The tropical cyclone seasons are highly influenced by ENSO phase. Vertical wind shear is the most important element. The warming of Pacific with El Nino is more likely to enhance shear in the tropical Atlantic and Indian basin that suppresses hurricanes and Bay-of-Bengal cyclones. On the other hand, La Nina lowers shear, and this enables more storm to develop. Indicatively, recent reports indicate that La Nina years (and negative IOD) are positive in high post-monsoon cyclones in Bay of Bengal and El Nino years' experience a substantial decline in the Bay cyclogenesis. El Nino has stronger upper winds that tend to compress the formation of hurricanes in the Atlantic, whereas the calmer pattern of the Atlantic seasons is nourished by La Nina. The opposite is true of Pacific basins: El Niño usually implies additional Pacific typhoons. ENSO also affects storm tracks: in addition, El Nino can cause midlatitude storms to be diverted into some areas (e.g. southern U.S.) and La Nina to divert them in others. To conclude, certain years are stormier or less stormy based on ENSO: La Nina normally results in more frequent and severe cyclones in the Bay of Bengal and Atlantic, whereas El Nino often leads to the reverse. 

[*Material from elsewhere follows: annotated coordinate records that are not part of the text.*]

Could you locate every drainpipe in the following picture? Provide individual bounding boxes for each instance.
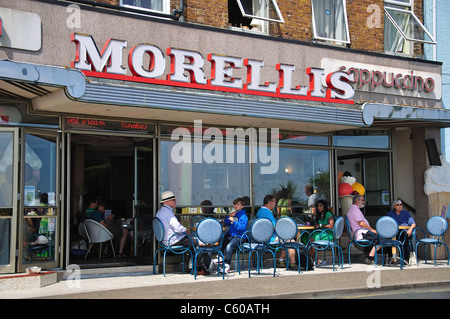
[172,0,184,22]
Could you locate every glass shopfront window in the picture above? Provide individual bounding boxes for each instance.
[253,148,331,213]
[160,140,250,207]
[22,134,57,264]
[333,130,391,149]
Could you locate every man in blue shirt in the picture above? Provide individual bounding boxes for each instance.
[387,199,416,265]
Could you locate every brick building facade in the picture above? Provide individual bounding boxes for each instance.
[0,0,450,273]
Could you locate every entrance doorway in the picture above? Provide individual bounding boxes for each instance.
[337,150,392,222]
[68,133,155,268]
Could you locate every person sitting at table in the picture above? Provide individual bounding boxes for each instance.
[156,191,210,275]
[222,198,248,271]
[309,199,334,266]
[387,199,416,265]
[256,194,298,270]
[97,201,129,258]
[347,194,380,265]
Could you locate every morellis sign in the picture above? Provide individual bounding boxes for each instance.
[71,33,355,104]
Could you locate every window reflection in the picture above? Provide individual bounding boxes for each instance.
[160,141,250,207]
[253,148,331,211]
[333,130,390,149]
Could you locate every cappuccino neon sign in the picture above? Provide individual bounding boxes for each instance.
[71,33,355,104]
[321,58,442,100]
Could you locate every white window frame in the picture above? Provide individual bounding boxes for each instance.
[236,0,284,23]
[384,7,436,44]
[120,0,170,14]
[311,0,350,44]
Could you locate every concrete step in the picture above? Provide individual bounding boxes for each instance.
[0,271,58,291]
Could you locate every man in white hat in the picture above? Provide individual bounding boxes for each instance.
[156,191,190,247]
[156,191,210,275]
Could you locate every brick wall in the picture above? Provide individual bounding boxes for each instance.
[87,0,423,55]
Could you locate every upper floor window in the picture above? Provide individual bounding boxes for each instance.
[311,0,350,43]
[120,0,170,13]
[384,0,436,55]
[228,0,284,32]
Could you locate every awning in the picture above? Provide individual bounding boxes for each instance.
[362,103,450,128]
[0,60,86,99]
[0,60,450,133]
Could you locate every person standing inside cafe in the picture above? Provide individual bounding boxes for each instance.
[347,194,380,265]
[222,198,248,271]
[387,199,416,265]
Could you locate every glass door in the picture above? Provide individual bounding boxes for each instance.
[0,128,19,273]
[133,139,156,263]
[18,131,61,271]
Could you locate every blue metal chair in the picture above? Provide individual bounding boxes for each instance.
[275,216,308,273]
[234,217,257,275]
[152,217,195,277]
[239,218,276,278]
[413,216,450,267]
[193,218,225,279]
[375,216,406,269]
[311,217,344,271]
[345,216,373,265]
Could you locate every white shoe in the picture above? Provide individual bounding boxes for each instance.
[219,263,230,273]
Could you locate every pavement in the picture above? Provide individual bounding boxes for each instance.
[0,258,450,302]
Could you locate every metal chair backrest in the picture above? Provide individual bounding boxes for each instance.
[333,217,344,239]
[375,216,398,239]
[251,218,273,243]
[344,216,353,241]
[197,218,223,245]
[152,217,164,243]
[275,216,298,241]
[83,219,114,243]
[427,216,448,236]
[78,221,87,239]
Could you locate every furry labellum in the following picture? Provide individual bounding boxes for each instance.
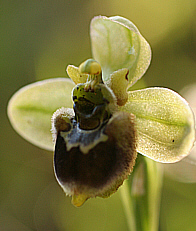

The Supporting Cast: Ocean–Atmosphere Side Players  

ENSO is certainly the lead actor in our world weather play but it does not act alone. Consider the Pacific as a big stage, but there are other side players in the Indian and the Atlantic oceans who can either exaggerate the performance of ENSO or entirely ruin its script.  


The Indian Ocean Dipole (IOD): The Pacific’s Influential Neighbor 

The Indian Ocean Dipole is to the Pacific king, ENSO, what power player neighbor is. It is an equivalent of a teeter-totter of sea surface temperatures, except that it is between Africa and Indonesia.  

  • The Synergizer: To the extent that a “Positive IOD” (warm water near Africa) combines with El Nino, it is bad news to Australia and Southeast Asia and just doubles down on droughts and bushfires.  

  • The Spoiler: On the other hand, a Negative IOD may actually quash an El Nino buzz with rainfall to dry locales that should have gotten dry. In some cases such as in Bangladesh, the IOD will determine whether the monsoon would bring a life-giver or a flood-maker.  

The Madden-Julian Oscillation (MJO): The Global Pulse 

The MJO is a travelling thunderstorm party in case ENSO is a season mood. It is a huge wave of rain and wind, which encompasses the earth in 30-60 days. It is so fast that it can temporarily overpower El Nino by accelerating the westerly bursts of wind required to move warm water southwards towards America. It is the immediate fire that tends to ignite the ENSO fire of long-term duration.  

  


Decadal Cycles: The Long Game  

Lastly, there is the Pacific Decadal Oscillation (PDO). This is ENSO at slow motion loop, moving after every 20-30 years. During the warm phase of the PDO it behaves as a tailwind to El Nino, increasing the frequency and the severity of its occurrence. This is the time we are in wherein such background cycles are becoming less foreseeable and where the side players are more crucial in our predictions than ever before.  


The Ripple Effect: Making Weather a Systems Stress Test.  

When ENSO changes the thermostat on the globe, the effects do not end at the rain gauges or heat readings. They rippling through farms, cities, hospitals, and homes, they bled, and even now, when the skies are clear, they remain. Consider ENSO as more than a pattern of climate, and the final test to our contemporary society.  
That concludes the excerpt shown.